Problème 6 : Le tissu notum a un aspect déformé/ridé pendant l’imagerie. Le gauchissement et les rides du tissu proviennent de deux sources. Tout d’abord, la compression du notum pendant le montage entraînera sa boucle et sa déformation. La meilleure solution est d’enlever autant de tissus latéraux que possible afin que le dôme soit aussi court que possible et puisse s’adapter entre les entretoises de glissement de couverture. Deuxièmement, si le notum est plié pendant la dissection, cette courbure ne se redressera pas pendant le montage, il faut donc prendre des précautions supplémentaires pour ne pas déformer le notum pendant la dissection. La flexion accidentelle du notum est plus fréquente lors de la coupe du tégument loin du reste des pupes. Il est tentant d’avoir les ciseaux de dissection à un angle par rapport aux nymphes au lieu de les garder dans le plan de l’échantillon comme les nymphes. Cependant, les ciseaux inclinés provoquent la boucle du tégument vers le haut lorsqu’il est coupé au lieu de rester plat.
Méthodes existantes, limites et applications futures
Wang et al.20 ont rapporté un protocole de dissection comparable pour l’isolement de l’épithélium nymphal. Cette technique nécessite que la nymphe reste dans son étui et soit rapidement coupée en deux avec un scalpel. Ce protocole est incompatible avec les échantillons précédemment imagés en direct, car l’imagerie en direct nécessite le retrait d’une grande partie du cas nymphal. Parce que les nymphes manquent de rigidité, la bisection nymphale à l’extérieur du boîtier a mutilé le tissu, inspirant la création de ce protocole. La technique détaillée ici permet l’isolement et la fixation du notum, et elle pourrait être utilisée comme première étape pour un large éventail d’autres méthodes telles que la cryosection, l’hybridation in situ ou la microscopie électronique.
Cette technique a certaines limites.

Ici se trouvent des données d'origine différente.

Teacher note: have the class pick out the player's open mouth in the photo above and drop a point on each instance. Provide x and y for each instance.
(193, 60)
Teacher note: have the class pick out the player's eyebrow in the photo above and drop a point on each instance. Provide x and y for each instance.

Tout d’abord, la dissection, la fixation et la coloration du notum prennent plus de temps que l’imagerie vivante des protéines marquées par fluorescence dans le notum, qui ne nécessite qu’une simple dissection pour éliminer le cas nymphal 9,23. Deuxièmement, par rapport aux dissections d’autres tissus de la drosophile, cette dissection est plus difficile en raison du tissu mince et fragile et de la cuticule hydrophobe. Pour visualiser simplement les protéines dans l’épithélium de la drosophile, l’immunohistochimie sur des embryons fixes, des disques d’ailes larvaires ou des ovaires est plus facile. Cependant, cette technique permet d’associer la puissance de l’imagerie en direct à la fixation et à la coloration, ce qui en fait un outil puissant une fois maîtrisé.
Une technique de dissection/fixation présente certains avantages par rapport à l’imagerie en direct. Les structures basales (intérieures) peuvent être mieux résolues avec une vue basale (Figure 5L,J). Plus important encore, l’imagerie en direct est limitée aux fluorophores qui doivent être génétiquement fournis, nécessitant souvent de longs schémas de croisement génétique. En revanche, le protocole actuel permet l’application de taches, d’immunohistochimie et d’autres techniques nécessitant une dissection et une fixation. Cela augmente considérablement le nombre de signaux sondés dans le tissu tout en diminuant potentiellement le temps d’obtention de résultats expérimentaux.